Album Review: Fcukers – Ö

[Ninja Tune; 2026]

When does edgy and cool become suspiciously try-hard and contrived? This is the question that the more discerning listener may battle with while engaging with New York dance darlings Fcukers’ debut album. Ö is often exhilarating, at times frustrating, and occasionally underwhelming. The duo of Shanny Wise and Jackson Walker Lewis project an air of nonchalance that teeters towards the overly performative at times, but there’s also a naivety here that’s often captivating. 

Ö is dance music for those with attention deficit conditions as all bar one of the tracks are under three minutes long (“Feel the Real” clocks in at a mighty 3:01). This in itself is fine until you realise that it may not be an entirely creative choice and more the fact that Fcukers don’t know how to employ the circle of fifths in their songwriting. There are no expansive progressions beyond verse-chorus-verse hooks. All 11 tracks on Ö stand up on their own accord, but they just don’t gel together all that well as a complete body of work. As each song pauses briefly before the next, there’s a feeling that the record would have been a triumph if they’d taken the bold choice of mixing each track into the other, melding rather than compartmentalising.

The opening tracks of “Beatback” and “Lucky” set the template straight off the bat – we’re in earworm territory with breezy vocals, warped synths, and sharp beats that’ll get any dancefloor moving but there’s also a sterility to the mix that suggests they’re aiming more at a pop crowd. The basslines are present and correct, but too low in the mix which has an overall shine to it when you want it to be grimier. “Lucky” sounds like a Zongamin track without the twisted sensibilities that made him an essential but underrated artist (whose last album in 2018 was called O!, by the way…).  

The production work on Ö by Kenneth Blume (previously known as Kenny Beats) hinders any sense of dynamism or frenetic urgency that was there on Fcukers’ early releases and this is the one great shame of the record as a whole. It’s not trashy enough to be daft or punk, it’s too polished and lacking the required brashness to be electroclash, and it’s too laboured in places to be hyperpop. And yet… and yet there’s still something really endearing at the heart of Ö that feels wide-eyed and out of place with the persona the duo are pushing.   

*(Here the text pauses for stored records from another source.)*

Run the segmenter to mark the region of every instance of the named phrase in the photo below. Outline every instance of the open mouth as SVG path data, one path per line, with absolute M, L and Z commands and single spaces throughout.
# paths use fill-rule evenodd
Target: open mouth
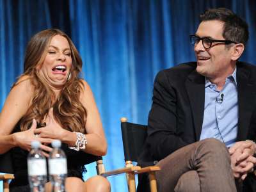
M 197 60 L 198 61 L 206 61 L 209 60 L 210 58 L 207 58 L 207 57 L 202 57 L 202 56 L 198 56 L 197 57 Z
M 54 72 L 65 72 L 67 70 L 66 66 L 65 65 L 57 65 L 56 67 L 52 68 L 52 70 Z

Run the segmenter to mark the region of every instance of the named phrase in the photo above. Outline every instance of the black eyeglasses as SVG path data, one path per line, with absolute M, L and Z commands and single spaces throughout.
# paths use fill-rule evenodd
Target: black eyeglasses
M 189 38 L 190 38 L 190 43 L 193 46 L 196 45 L 197 44 L 198 44 L 200 42 L 200 41 L 202 40 L 202 42 L 203 43 L 203 46 L 205 49 L 210 49 L 212 45 L 212 43 L 214 43 L 214 42 L 224 43 L 226 45 L 230 44 L 237 44 L 236 42 L 233 42 L 233 41 L 212 40 L 212 39 L 209 38 L 209 37 L 200 38 L 195 35 L 189 35 Z

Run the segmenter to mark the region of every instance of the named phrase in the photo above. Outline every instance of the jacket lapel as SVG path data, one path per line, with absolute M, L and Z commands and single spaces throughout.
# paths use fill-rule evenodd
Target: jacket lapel
M 194 120 L 196 140 L 198 141 L 201 134 L 204 111 L 205 77 L 193 71 L 186 81 L 186 88 L 191 106 Z
M 242 65 L 242 66 L 241 66 Z M 238 92 L 238 130 L 237 141 L 247 138 L 250 118 L 256 100 L 256 79 L 250 79 L 250 72 L 243 63 L 237 65 Z

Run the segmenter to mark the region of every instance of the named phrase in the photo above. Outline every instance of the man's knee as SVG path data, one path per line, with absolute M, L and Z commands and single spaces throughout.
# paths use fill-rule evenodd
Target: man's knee
M 216 139 L 205 139 L 200 142 L 200 148 L 202 149 L 219 155 L 223 154 L 223 155 L 229 156 L 228 151 L 225 144 Z
M 174 188 L 175 192 L 198 192 L 200 184 L 196 171 L 191 170 L 184 173 L 178 180 Z

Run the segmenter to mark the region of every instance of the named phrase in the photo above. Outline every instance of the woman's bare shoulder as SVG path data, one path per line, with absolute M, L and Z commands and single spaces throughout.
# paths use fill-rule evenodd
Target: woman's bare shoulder
M 30 91 L 33 90 L 33 88 L 31 77 L 29 76 L 20 76 L 13 86 L 13 89 L 15 88 Z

“Butterflies” takes its cue from UK garage and it’s at this point in the record that you realise that this is nothing but a really lovely pop album. Preconception built from numerous press releases and the general stirrings of the hype machine can be a hell of a thing. This isn’t a sophisticated, sleazy album made by outsiders. It’s product – pure and simple. It’s a melting pot that nods at a range of styles, artists, and cultural movements. It is, to borrow the phrase from subcultural theorist Ted Polhemus, the supermarket of styles. Beats and hooks taken from the shelf, repackaged, and sold back to us as something new, something edgy and exciting. 

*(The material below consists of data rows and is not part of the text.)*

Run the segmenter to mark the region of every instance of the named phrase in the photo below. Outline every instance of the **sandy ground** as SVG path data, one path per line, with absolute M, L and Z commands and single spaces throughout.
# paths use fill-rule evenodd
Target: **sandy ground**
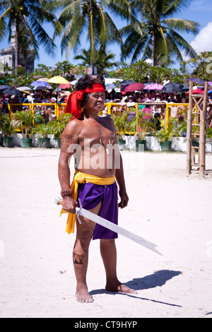
M 119 278 L 136 295 L 105 290 L 99 241 L 90 244 L 94 302 L 75 299 L 72 249 L 59 195 L 57 149 L 0 148 L 0 317 L 212 317 L 212 155 L 206 174 L 186 174 L 186 155 L 122 153 L 129 206 L 119 225 L 163 256 L 122 236 Z

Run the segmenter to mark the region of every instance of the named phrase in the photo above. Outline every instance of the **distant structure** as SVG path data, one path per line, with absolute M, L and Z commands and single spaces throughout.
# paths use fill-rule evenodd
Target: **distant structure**
M 16 57 L 15 35 L 13 35 L 11 37 L 11 43 L 8 48 L 5 49 L 2 49 L 0 54 L 0 70 L 6 72 L 8 71 L 7 68 L 9 67 L 14 71 Z M 20 53 L 18 64 L 24 66 L 26 73 L 30 73 L 33 71 L 35 68 L 35 52 L 33 50 L 29 50 L 25 61 L 23 61 L 23 55 Z

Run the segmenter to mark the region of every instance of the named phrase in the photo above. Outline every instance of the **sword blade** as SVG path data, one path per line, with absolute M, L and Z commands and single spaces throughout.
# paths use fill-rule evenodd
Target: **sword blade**
M 145 247 L 146 248 L 151 250 L 152 251 L 154 251 L 156 254 L 163 256 L 162 254 L 160 254 L 155 249 L 155 247 L 157 247 L 155 244 L 152 242 L 150 242 L 149 241 L 147 241 L 143 237 L 139 237 L 136 234 L 132 233 L 131 232 L 129 232 L 129 230 L 126 230 L 124 228 L 118 226 L 117 225 L 113 224 L 110 221 L 107 220 L 107 219 L 100 217 L 100 215 L 95 215 L 92 212 L 88 211 L 88 210 L 86 210 L 83 208 L 76 208 L 76 210 L 77 211 L 77 215 L 80 214 L 83 217 L 87 218 L 90 220 L 92 220 L 94 223 L 100 225 L 101 226 L 108 228 L 108 230 L 112 230 L 116 233 L 120 234 L 121 235 L 123 235 L 124 237 L 127 237 L 128 239 L 134 241 L 134 242 L 136 242 L 139 244 Z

Both “if you wanna party come over to my house” and “Play Me” have a (non-Charli XCX) brattish quality to them, an aloof pair of songs built on one idea and one idea only. The constant repetition on each could highlight the social media zeitgeist where nothing that’s valued in that sphere has meaning beyond itself. Attention spans influenced by algorithms don’t require depth, or even feeling – just ‘the point’ being addressed as soon as possible. And the fact that “Play Me” has a background vocal line that sounds like it’s delivered by M dot R (a reference maybe only our UK based readers will know) doesn’t do it any favours. 

“I Like It Like That” has an airy feel, with a soundsystem style vocal intro that feels like it’s lifted from Leftfield’s seminal album Leftism which is carried into “TTYGF” which has the album’s best production work even though it’s the worst song.

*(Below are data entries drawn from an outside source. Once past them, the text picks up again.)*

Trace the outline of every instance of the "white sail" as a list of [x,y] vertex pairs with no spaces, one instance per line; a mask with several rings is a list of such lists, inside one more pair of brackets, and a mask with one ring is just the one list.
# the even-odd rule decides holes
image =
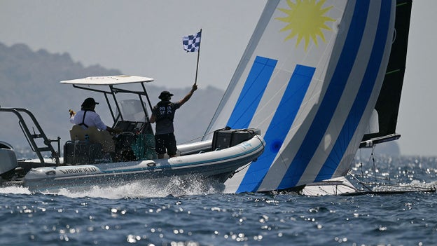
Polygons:
[[269,0],[207,132],[257,128],[266,142],[226,192],[345,175],[387,69],[396,1]]

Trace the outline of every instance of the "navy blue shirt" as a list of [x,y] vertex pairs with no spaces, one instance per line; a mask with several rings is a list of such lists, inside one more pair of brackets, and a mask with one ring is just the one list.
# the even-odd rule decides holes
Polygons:
[[155,134],[167,134],[174,132],[173,119],[176,109],[181,107],[179,103],[170,101],[160,101],[153,107],[152,114],[156,116]]

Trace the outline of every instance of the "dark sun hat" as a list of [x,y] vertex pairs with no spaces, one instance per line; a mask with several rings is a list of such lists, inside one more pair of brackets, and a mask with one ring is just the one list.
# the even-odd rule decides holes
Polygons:
[[172,96],[173,96],[173,94],[170,93],[170,92],[164,90],[163,92],[161,93],[160,96],[158,97],[158,98],[162,99],[162,98],[166,98],[166,97],[170,97]]
[[91,106],[94,106],[95,104],[98,104],[99,103],[97,102],[94,98],[92,97],[88,97],[87,99],[85,100],[85,101],[83,101],[83,102],[82,103],[82,107],[91,107]]

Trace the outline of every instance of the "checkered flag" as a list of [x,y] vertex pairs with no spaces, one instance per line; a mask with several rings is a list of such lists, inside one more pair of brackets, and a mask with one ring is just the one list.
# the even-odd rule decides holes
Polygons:
[[194,35],[184,36],[182,39],[183,49],[186,52],[195,52],[200,48],[200,36],[202,31]]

The influences present on the record could be read as a postmodern aural smorgasbord, a culture vulture cash grab, or simply artists wearing their lineage on their sleeves. It feels as though Fcukers are taking us through the favourite parts of their record collection, and Ö is merely the sum of its acculturated parts. By the time “Getaway” comes around you get the sense that Fcukers have listened to Lamb’s What Sound? but also there’s a smart game being played as the references are perhaps too niche and too old for Fcukers’ core audience.   

The charm – and there is plenty of it – of Ö may well be accidental. Fcukers aren’t the cutting edge new kids on the block they want you to think they are. They’re a nostalgia trip of intertextual references. Ö will no doubt frustrate some, and delight many others. It is, after all, just a ride that doesn’t need to be taken too seriously.